I have created a simpel Network diagram (Network.png) (The management Network is no problem  - only the storage Network.) I have no storage Network switch, only direct fiber cable between the NIC/Server.

VMware server has a datastore on both NAS01 and NAS02 at the same time.

I will need some redundency

If the NIC X0 on VMware server01 failed, it will automatily use the NIC X1 on the same server to access the datastore on NAS01 true the direct fiber from NAS02 to NAS01. And fallback when the NIX X0 on the vmware server 01 is okay again

I think that a need to make my 4x10Gbit NIC in VMware01/VMware02 to act like a Swicth, but iám not sure, and what about IP address and subnets - one subnet for all, or differens subnet, STP ? what about VMware NIC setup Bridge ?
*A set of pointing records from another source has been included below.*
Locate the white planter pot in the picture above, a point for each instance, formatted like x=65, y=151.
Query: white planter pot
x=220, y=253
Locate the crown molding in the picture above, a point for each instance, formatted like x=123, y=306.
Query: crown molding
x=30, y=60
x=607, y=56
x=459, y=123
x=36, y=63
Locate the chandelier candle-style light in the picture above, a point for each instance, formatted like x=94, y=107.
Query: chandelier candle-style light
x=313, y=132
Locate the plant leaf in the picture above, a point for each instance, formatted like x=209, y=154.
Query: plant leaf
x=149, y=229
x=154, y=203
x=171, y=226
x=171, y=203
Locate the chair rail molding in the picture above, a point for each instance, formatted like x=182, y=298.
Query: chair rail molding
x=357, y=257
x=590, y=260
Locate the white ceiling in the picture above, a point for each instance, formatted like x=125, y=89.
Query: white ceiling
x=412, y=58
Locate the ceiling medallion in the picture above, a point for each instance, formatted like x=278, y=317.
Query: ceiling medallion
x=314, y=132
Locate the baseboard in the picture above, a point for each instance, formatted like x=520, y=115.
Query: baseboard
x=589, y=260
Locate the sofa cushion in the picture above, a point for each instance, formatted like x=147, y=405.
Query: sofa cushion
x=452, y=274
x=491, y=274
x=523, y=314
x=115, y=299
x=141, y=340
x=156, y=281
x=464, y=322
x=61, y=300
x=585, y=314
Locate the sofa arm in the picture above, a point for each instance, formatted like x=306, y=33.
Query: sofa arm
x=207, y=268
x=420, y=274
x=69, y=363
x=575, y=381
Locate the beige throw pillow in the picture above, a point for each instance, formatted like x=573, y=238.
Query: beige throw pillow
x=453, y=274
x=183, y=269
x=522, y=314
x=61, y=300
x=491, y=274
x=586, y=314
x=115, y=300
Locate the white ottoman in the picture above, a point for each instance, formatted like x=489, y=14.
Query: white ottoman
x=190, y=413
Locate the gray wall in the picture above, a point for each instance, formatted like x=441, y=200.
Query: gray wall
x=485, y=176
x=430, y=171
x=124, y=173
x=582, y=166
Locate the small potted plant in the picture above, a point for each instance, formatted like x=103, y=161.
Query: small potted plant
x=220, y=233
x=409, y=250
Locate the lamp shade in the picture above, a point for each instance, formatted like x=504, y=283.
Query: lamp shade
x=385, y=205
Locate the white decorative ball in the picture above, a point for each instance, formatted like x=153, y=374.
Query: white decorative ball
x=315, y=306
Can anyone give me some hint in the right way, is it all wrong ??

Thanks


----------



## `Orum (Sep 27, 2016)

The right way to do this is to set up HAST.  Part of this setup is to configure CARP, and following the instructions to configure that it should be obvious what address (layer 3) you want the virtual servers to connect to.


----------



## Tahoo (Oct 6, 2016)

But hast has bad performence...


----------



## `Orum (Oct 7, 2016)

Tahoo said:


> But hast has bad performence...


Storage is always a trade off.  Low cost, high performance, redundancy/integrity/availability: choose two.

That said, I haven't noticed much performance degradation when using HAST, and usually if you're deploying it, you care much more about redundancy/integrity/availability than high performance.  And, you can have high performance too, but the hardware costs can be steep, and it will require proper design and deployment for your environment and expected load.


----------